What I am looking for, is a way of querying by program name to get the GUID, or even a wrapper for msiexec that would do all of this, including the uninstall, for me. I thought of scanning through the registry, but the _winreg module seems very slow, so I'd prefer to avoid this if at all possible. If there's a better way to scan the registry, I'm all ears, as this would speed up other parts of the tool also.
Update0
Performance on this is critical as one of the design goals is to make the process which the tool follows faster than any other method, manual or otherwise, in order to gain wholesale adoption.
Update1
I have tried a slight variation of the registry version below however it consistently returns None. I'm not quite sure how this is happening - it seems like it is failing to open the appropriate key as I have inserted a breakpoint after the with statement which is never reached...

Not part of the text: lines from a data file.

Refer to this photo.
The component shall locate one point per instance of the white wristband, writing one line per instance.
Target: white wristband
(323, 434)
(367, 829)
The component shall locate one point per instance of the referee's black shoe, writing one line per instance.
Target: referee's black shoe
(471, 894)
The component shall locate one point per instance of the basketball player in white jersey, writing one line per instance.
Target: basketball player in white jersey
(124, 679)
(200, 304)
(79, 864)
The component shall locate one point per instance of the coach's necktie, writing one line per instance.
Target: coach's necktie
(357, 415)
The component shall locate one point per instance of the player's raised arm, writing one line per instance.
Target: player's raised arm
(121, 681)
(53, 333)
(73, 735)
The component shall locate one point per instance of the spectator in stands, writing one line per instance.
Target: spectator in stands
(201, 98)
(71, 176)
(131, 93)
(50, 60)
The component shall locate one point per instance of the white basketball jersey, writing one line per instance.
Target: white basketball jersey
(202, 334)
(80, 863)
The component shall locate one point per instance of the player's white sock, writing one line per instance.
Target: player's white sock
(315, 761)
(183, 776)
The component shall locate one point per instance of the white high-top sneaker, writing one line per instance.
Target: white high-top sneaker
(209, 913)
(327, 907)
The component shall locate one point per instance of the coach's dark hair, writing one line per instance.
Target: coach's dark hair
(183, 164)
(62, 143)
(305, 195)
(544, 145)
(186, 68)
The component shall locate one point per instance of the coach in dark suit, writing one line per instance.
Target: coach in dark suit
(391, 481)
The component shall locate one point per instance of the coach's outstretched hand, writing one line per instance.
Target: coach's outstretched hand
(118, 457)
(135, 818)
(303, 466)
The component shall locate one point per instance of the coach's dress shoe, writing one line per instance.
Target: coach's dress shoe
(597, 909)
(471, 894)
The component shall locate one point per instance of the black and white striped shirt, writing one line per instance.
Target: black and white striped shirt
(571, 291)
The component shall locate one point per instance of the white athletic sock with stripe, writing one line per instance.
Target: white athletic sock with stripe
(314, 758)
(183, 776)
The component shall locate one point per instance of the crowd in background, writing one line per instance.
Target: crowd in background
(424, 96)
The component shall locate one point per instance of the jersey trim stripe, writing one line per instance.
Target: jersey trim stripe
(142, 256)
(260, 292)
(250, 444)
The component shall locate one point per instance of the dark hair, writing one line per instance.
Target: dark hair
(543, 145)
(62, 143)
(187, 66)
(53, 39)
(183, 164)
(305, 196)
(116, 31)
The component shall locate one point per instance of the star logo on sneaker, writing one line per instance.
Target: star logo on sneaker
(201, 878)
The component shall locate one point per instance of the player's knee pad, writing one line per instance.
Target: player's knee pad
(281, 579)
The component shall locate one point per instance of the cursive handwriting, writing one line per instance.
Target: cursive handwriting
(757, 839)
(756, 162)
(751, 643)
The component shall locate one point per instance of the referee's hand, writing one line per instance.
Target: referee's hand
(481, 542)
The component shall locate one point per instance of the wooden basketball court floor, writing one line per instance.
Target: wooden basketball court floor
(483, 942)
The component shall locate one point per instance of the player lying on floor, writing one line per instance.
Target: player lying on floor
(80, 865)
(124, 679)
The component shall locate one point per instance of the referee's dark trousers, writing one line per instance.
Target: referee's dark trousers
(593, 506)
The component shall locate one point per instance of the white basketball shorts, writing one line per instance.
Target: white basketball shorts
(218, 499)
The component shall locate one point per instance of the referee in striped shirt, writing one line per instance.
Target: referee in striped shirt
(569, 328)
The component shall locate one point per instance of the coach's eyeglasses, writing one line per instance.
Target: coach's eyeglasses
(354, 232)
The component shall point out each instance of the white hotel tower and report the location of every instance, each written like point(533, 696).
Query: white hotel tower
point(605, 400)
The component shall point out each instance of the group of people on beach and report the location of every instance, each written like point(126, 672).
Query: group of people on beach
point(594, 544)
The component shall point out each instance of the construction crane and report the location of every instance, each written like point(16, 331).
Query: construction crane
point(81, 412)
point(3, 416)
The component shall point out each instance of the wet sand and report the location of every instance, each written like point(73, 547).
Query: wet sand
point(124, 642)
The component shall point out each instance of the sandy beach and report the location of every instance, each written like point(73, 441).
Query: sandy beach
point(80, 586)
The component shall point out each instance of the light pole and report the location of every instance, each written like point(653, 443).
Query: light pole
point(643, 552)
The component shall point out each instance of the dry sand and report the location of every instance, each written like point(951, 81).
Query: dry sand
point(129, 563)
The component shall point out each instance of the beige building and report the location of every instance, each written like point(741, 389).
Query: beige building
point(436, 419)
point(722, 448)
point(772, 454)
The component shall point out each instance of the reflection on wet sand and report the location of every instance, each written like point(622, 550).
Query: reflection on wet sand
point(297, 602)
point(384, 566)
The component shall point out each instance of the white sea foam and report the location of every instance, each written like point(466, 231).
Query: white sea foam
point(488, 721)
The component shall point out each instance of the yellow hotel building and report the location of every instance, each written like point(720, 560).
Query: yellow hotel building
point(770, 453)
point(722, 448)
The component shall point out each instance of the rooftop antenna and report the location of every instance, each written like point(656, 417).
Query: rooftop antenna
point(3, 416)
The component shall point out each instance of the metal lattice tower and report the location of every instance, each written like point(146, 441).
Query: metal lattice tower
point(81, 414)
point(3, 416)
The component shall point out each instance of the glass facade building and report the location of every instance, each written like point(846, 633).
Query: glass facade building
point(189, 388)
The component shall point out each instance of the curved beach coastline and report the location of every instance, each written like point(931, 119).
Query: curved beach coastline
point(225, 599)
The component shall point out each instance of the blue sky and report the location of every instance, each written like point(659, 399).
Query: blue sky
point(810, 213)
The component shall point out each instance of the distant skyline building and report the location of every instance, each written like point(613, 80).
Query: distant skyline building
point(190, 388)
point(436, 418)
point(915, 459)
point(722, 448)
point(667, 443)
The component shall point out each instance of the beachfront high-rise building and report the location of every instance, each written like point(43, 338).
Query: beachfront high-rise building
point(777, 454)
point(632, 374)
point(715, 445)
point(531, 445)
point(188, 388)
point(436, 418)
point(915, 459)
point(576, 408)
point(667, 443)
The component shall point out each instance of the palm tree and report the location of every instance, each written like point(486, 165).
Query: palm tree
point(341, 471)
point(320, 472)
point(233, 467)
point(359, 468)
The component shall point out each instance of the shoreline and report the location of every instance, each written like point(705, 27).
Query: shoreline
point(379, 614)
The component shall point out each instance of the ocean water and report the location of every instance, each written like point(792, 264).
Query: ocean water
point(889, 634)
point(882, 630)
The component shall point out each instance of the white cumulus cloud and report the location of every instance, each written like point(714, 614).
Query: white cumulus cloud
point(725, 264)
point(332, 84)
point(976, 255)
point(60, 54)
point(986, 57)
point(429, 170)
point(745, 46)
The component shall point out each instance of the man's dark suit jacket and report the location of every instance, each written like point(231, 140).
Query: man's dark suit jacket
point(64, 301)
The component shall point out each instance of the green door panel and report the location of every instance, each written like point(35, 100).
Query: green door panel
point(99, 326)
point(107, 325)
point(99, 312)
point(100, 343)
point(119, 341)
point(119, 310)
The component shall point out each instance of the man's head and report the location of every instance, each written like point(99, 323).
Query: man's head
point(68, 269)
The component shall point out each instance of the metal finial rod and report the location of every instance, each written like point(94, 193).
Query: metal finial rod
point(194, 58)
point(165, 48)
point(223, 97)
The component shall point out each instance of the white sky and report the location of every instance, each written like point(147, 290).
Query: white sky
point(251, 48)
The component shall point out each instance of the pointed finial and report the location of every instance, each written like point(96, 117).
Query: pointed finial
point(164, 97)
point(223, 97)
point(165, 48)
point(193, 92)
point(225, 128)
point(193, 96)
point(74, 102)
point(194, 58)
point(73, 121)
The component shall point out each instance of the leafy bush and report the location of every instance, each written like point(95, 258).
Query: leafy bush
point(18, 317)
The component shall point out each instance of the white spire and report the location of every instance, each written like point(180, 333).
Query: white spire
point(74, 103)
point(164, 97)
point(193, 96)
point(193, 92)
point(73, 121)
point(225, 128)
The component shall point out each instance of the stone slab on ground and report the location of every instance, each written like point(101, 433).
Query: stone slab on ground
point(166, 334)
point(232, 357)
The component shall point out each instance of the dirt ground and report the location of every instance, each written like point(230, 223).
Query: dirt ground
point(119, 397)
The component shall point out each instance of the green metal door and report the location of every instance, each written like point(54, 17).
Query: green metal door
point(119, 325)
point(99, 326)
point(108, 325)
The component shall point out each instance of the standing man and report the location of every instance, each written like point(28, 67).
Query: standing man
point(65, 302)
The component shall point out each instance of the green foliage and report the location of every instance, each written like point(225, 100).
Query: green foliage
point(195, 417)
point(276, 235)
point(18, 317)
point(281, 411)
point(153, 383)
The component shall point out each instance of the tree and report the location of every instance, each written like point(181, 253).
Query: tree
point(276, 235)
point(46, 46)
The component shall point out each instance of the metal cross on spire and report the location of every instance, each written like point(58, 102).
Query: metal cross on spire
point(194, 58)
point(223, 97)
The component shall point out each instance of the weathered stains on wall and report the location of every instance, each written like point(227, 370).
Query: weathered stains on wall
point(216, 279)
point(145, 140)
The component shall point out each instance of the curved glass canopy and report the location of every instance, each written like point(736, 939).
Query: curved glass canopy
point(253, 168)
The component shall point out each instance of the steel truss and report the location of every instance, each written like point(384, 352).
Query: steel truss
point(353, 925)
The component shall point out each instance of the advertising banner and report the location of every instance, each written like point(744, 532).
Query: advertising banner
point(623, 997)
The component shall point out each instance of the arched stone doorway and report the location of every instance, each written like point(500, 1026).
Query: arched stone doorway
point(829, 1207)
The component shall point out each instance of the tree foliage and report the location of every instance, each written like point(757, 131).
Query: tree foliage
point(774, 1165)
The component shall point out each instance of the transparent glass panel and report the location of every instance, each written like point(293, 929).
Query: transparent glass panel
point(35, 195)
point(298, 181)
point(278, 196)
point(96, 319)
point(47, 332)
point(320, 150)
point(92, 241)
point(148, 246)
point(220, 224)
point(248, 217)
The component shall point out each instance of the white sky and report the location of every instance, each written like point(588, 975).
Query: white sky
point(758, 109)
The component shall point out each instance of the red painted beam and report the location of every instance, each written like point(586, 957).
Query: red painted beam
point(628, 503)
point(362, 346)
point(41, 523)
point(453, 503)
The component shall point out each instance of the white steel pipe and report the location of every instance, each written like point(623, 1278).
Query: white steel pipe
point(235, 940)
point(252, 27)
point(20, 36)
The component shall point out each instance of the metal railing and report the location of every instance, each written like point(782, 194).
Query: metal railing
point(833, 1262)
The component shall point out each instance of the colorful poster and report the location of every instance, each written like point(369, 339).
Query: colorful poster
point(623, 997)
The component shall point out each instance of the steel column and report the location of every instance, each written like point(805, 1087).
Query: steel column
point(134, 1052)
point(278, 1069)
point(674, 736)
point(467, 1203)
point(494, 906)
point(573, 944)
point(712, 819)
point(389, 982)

def get_guid_by_name(name):
from _winreg import (OpenKey,
QueryInfoKey,
EnumKey,
QueryValueEx,
HKEY_LOCAL_MACHINE,
)
with OpenKey(HKEY_LOCAL_MACHINE,
r'SOFTWARE\Microsoft\Windows\CurrentVersion\Uninstall') as key:
subkeys, _0, _1 = QueryInfoKey(key) # The breakpoint here is never reached
del _0, _1
for i in range(subkeys):
subkey = EnumKey(key, i)
if subkey[0] != '{' or subkey[-1] != '}':
continue
with OpenKey(key, subkey) as _subkey:
if name in QueryValueEx(_subkey, 'DisplayName')[0]:
return subkey
return None
print get_guid_by_name('Microsoft Visual Studio')
Update2
Strike that - I'm a fool who doesn't check his indentation thoroughly enough - print get_guid_by_name('Microsoft Visual Studio') was within get_guid_by_name...
I'm not sure about the _winreg module being all that slow. I suppose if you were trying to enumerate the entire registry to find all instances of a string that might take a while, but with a decently targeted query it seems reasonably fast.
Here's an example:
from _winreg import *
def get_guid_by_name(name):
# Open the uninstaller key
with OpenKey(HKEY_LOCAL_MACHINE, r'Software\Microsoft\Windows\CurrentVersion\Uninstall') as key:
# We only care about subkeys of the installer key
subkeys, _, _ = QueryInfoKey(key)
for i in range(subkeys):
subkey = EnumKey(key, i)
# Since we're looking for uninstallers for MSI products,
# the key name will always be the GUID. We assume that any
# key starting with '{' and ending with '}' is a GUID, but
# if not the name won't match.
if subkey[0] != '{' or subkey[-1] != '}':
continue
# Query the display name or other property of the key to
# see if it's the one we want
with OpenKey(key, subkey) as _subkey:
if QueryValueEx(_subkey, 'DisplayName')[0] == name:
return subkey
return None
On my machine, querying for ActiveState's Komodo Edit (I actually used a regular expression rather than straight-value comparison), 1000 iterations of this took 8.18 seconds (timed using timeit), which seems like a negligible amount of time to me. Better yet, you can pull the UninstallString key from the registry and pass that straight to your subprocess (though you may want to add the /passive switch to the end.
Edit
Microsoft does, of course, provide a WMI class (Win32_Product) that provides a rather convenient interface to do all of this. Using Tim Golden's excellent WMI wrapper, one could initiate an install like this:
import wmi
c = wmi.WMI()
c.Win32_Product(Name = 'ProductName')[0].Uninstall()
However, as noted in this blog post, the Win32_Product class is extremely, painfully slow to use.